Written by: Manny Vera, Health Fitness Specialist
It’s easy to get lost in all the new fitness trends. There is a vast amount of knowledge out there and it is common to read up on what is considered “the best way.” It is important to remember that this is subjective and should be used as a trial for yourself.
If we look at physical activity guidelines by accredited organizations such as the American College of Sports Medicine and the CDC, they recommend to do moderate intensity aerobic physical activity for a minimum of 30 minutes on 5 days per week, interchangeable with 20 minutes of vigorous intensity aerobic activity on 3 days per week. They also recommend every adult to perform activities that maintain or increase muscular strength and endurance for a minimum of two days per week. These are excellent guidelines to get started if you are looking to get into a routine.
For those that are already consistently above these guidelines, remember these basic principles: Specificity, Frequency, and, Intensity.
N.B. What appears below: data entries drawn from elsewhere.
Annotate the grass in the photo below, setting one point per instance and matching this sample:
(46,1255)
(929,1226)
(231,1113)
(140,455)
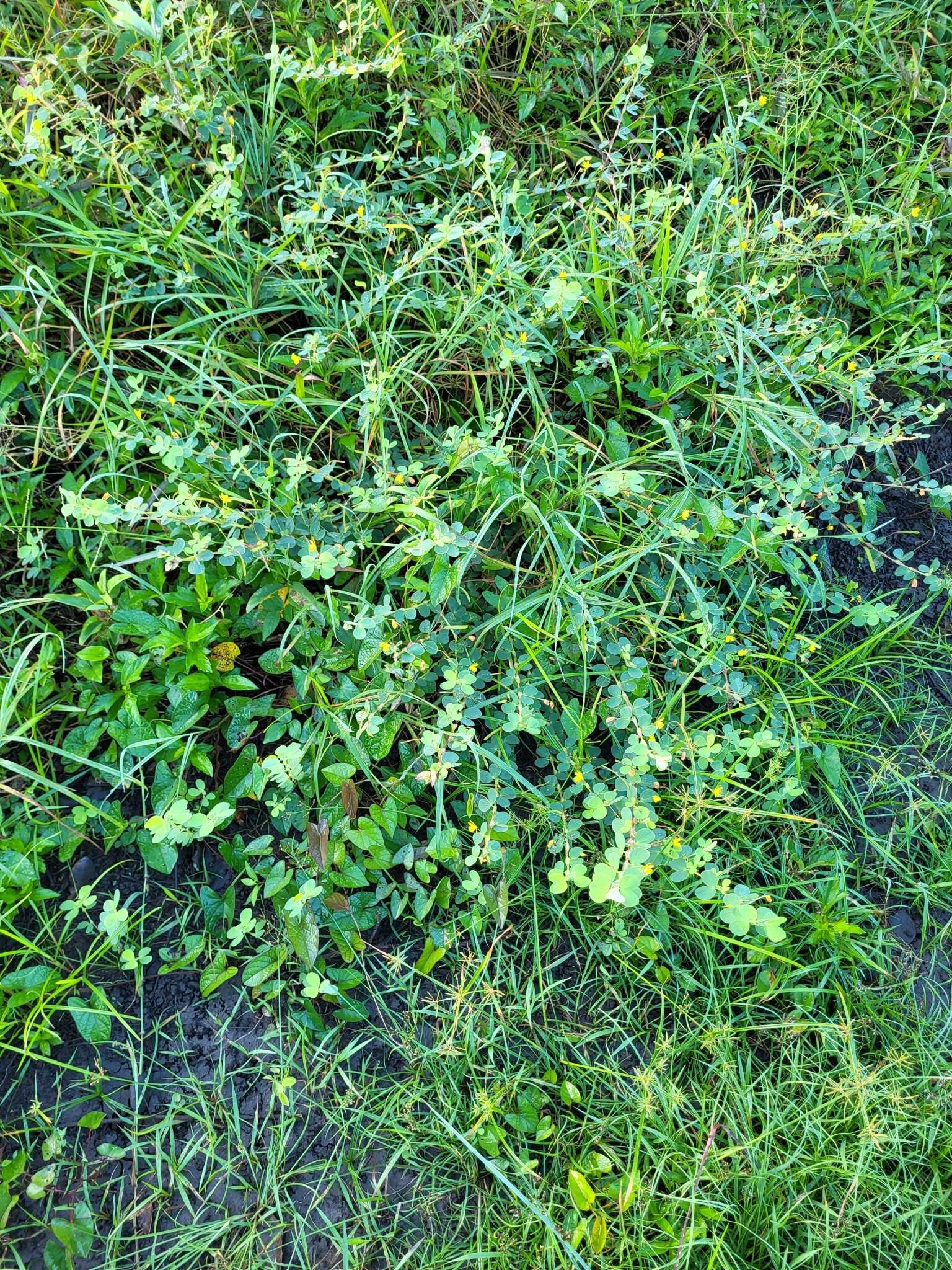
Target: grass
(475,724)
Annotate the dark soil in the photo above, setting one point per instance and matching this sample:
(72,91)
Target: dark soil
(908,522)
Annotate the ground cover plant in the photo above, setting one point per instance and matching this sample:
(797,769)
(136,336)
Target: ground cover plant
(477,676)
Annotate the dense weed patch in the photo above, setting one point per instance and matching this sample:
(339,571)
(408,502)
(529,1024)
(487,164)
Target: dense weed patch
(428,437)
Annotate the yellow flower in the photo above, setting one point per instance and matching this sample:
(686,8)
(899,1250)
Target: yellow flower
(223,655)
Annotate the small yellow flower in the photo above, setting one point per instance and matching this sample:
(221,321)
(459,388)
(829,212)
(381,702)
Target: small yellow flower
(223,655)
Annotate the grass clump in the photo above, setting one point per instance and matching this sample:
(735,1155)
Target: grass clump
(452,468)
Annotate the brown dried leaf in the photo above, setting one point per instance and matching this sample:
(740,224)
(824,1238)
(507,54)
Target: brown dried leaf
(350,799)
(318,838)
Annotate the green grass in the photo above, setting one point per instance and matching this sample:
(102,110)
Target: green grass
(425,432)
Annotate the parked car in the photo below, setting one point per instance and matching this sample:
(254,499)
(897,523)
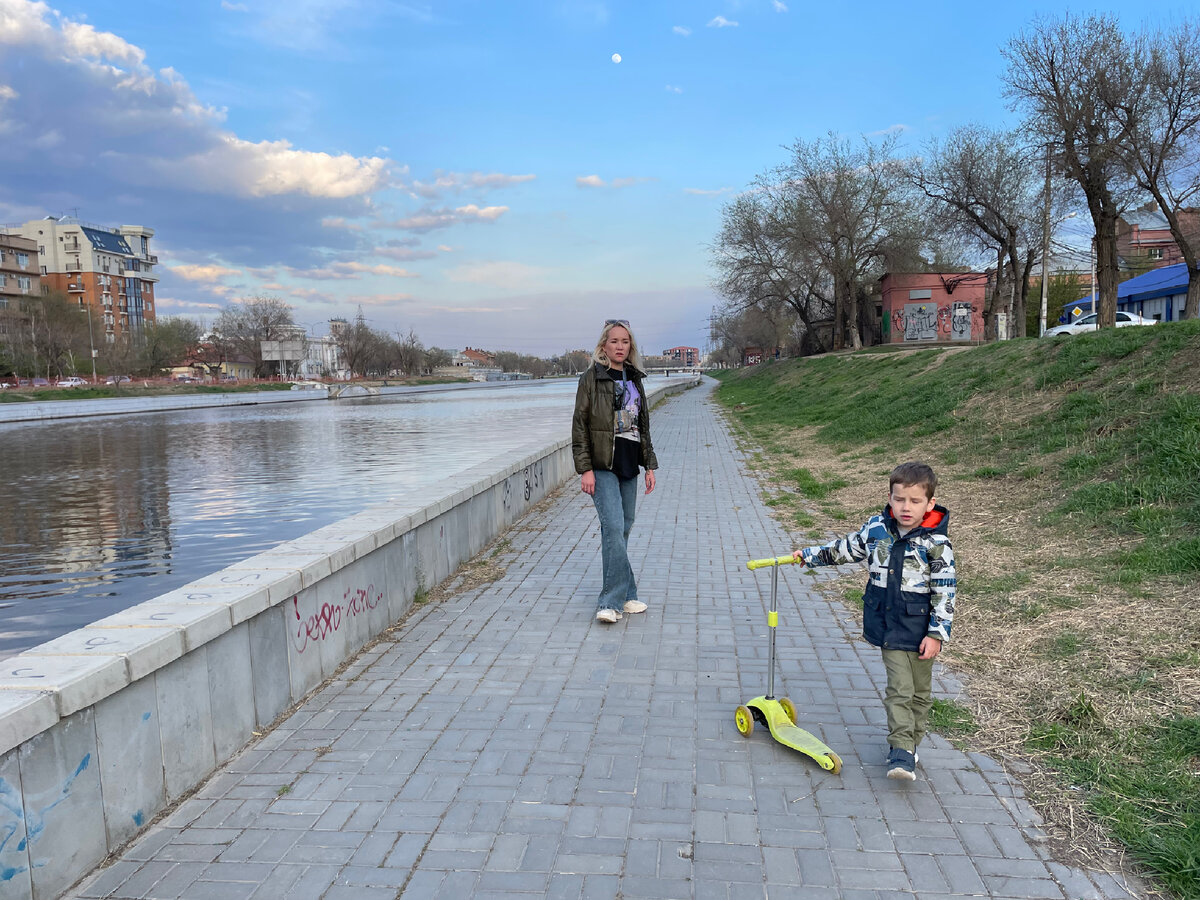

It is important to train for specificity, meaning you focus on your own fitness goals and work towards them on a weekly basis. These can be adjusted every 4 - 8 weeks after adaptations have been developed in the body. Examples include focusing on speed workouts for improving race times or focusing on strength, cardio, and a healthy diet for general health. Frequency and Intensity will be adjusted often to improve your strength and endurance as you should be aiming to progressively get better over time. These will also change possibly down a moderate percent when the body needs extra recovery time due to increasing demand of more intense workouts. After very intense workouts you should have at least a day of rest between strength training workouts. Try to alternate muscle groups to give your body time to recover.
It is up to you to put it together. Just remember what works for someone else might not work for you.